Hi @jordy1113 : this is an interesting question! I think it might be useful to step back for a minute and see where all this is coming from, rather than just blindly substituting one equation into another. For any constituent of the "perfect" (largely isotropic & homogenous) "fluid" that we consider to be permeating the Universe, we can write its equation of state as
$$P = w \rho $$
Where $P$ is the pressure of this fluid constituent, and $\rho$ is its density (if we take $c = 1$, then $\rho$ is the energy density). Again, these quantities could describe any individual constituent, whether it be, matter, radiation, or dark energy. Now consider at time $t$, (when the scale factor was $a(t)$), any finite volume $V$ in the Universe. It has internal energy (due to this constituent) of $U = \rho V$. We can consider it to be expanding adiabatically*, so that
$$dU = -P dV $$
Using just the above two equations, you can derive the following first-order differential equation for $\rho(a)$, which is the variation of our constituent's energy density with scale factor.
$$\frac{d\rho}{da} + \frac{3}{a}\rho(1+w) = 0 $$
I strongly encourage you to derive this ODE for yourself. Hint: from the definition of the scale factor, the volume is just given by: $V = V_0a^3$, where $V_0$ is the volume of our region now (at the present day).

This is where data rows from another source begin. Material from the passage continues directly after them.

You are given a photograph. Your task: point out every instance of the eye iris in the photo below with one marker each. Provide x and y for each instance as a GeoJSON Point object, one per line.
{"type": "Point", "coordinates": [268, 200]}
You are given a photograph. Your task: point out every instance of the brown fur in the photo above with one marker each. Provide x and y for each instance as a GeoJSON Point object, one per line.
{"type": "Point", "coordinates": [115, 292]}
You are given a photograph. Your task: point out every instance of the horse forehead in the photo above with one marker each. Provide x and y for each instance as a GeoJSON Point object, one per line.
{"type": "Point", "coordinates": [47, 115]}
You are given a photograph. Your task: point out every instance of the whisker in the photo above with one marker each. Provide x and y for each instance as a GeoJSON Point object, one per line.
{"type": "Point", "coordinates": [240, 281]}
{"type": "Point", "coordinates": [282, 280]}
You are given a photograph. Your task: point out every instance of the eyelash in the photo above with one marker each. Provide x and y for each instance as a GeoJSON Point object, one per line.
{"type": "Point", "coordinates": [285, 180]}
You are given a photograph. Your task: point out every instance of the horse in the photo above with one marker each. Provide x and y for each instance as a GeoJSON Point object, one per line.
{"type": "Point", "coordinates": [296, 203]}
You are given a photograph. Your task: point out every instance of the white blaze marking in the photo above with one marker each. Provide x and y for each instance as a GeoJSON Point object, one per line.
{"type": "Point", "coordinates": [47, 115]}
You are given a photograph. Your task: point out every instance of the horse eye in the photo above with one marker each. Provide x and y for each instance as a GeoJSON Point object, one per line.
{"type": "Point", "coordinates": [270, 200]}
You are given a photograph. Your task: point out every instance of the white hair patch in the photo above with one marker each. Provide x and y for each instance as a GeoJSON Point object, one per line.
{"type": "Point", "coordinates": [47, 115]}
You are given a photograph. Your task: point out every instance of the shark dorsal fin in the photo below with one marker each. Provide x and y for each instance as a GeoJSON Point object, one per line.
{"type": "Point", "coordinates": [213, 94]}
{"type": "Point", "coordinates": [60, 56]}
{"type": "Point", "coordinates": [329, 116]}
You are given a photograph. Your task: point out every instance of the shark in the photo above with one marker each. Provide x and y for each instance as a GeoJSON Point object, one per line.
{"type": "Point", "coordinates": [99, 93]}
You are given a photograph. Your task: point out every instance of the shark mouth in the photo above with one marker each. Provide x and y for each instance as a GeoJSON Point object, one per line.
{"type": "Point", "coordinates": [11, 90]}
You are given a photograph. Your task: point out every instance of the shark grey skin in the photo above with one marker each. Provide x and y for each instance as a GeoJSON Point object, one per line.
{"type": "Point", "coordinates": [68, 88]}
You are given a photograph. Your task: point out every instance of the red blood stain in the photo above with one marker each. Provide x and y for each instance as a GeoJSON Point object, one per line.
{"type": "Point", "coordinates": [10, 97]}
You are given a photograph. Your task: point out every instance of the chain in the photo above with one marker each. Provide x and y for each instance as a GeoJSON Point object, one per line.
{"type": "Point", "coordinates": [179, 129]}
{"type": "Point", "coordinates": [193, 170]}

*Note that the "adiabatic expansion" argument is a bit hokey, but it does give the right answer. A more rigorous GR-like way to derive this ODE is to consider that the "covariant derivative" of the stress-energy tensor must equal 0, for a perfect fluid. See e.g. equation 2.55 of Modern Cosmology by Scott Dodelson.

You can solve this ODE by method of integrating factors (or whatever) to find that the variation of density with scale factor for any constituent is given by:
$$\boxed{\rho(a)=\rho_0a^{-3(1+w)}}$$
where $\rho_0 = \rho(a=1)$ is the density at the present day.

For matter (baryonic or dark), $w = 0$, giving us a $\rho_m(a) = \rho_m^0 a^{-3}$ dependence as expected, since the number density of matter particles in any given volume just dilutes with the expansion. Here $\rho^0_m$ is just the present-day matter density, and I've just shifted the "naught" from subscript to superscript (like in your notes above) to make room for a subscript telling you what constituent we're dealing with.

For radiation (specifically for an isotropic blackbody radiation field), it can be shown that the relation between radiation pressure and energy density is given by $w = 1/3$, leading to a $\rho_r = \rho_r^0a^{-4}$ dependence: again this as expected, because number density of photons in a given volume dilutes as $a^{-3}$, but then energy per photon decreases by a further factor $a^{-1}$ due to increase of photon wavelength linearly with $a$ (cosmological redshift).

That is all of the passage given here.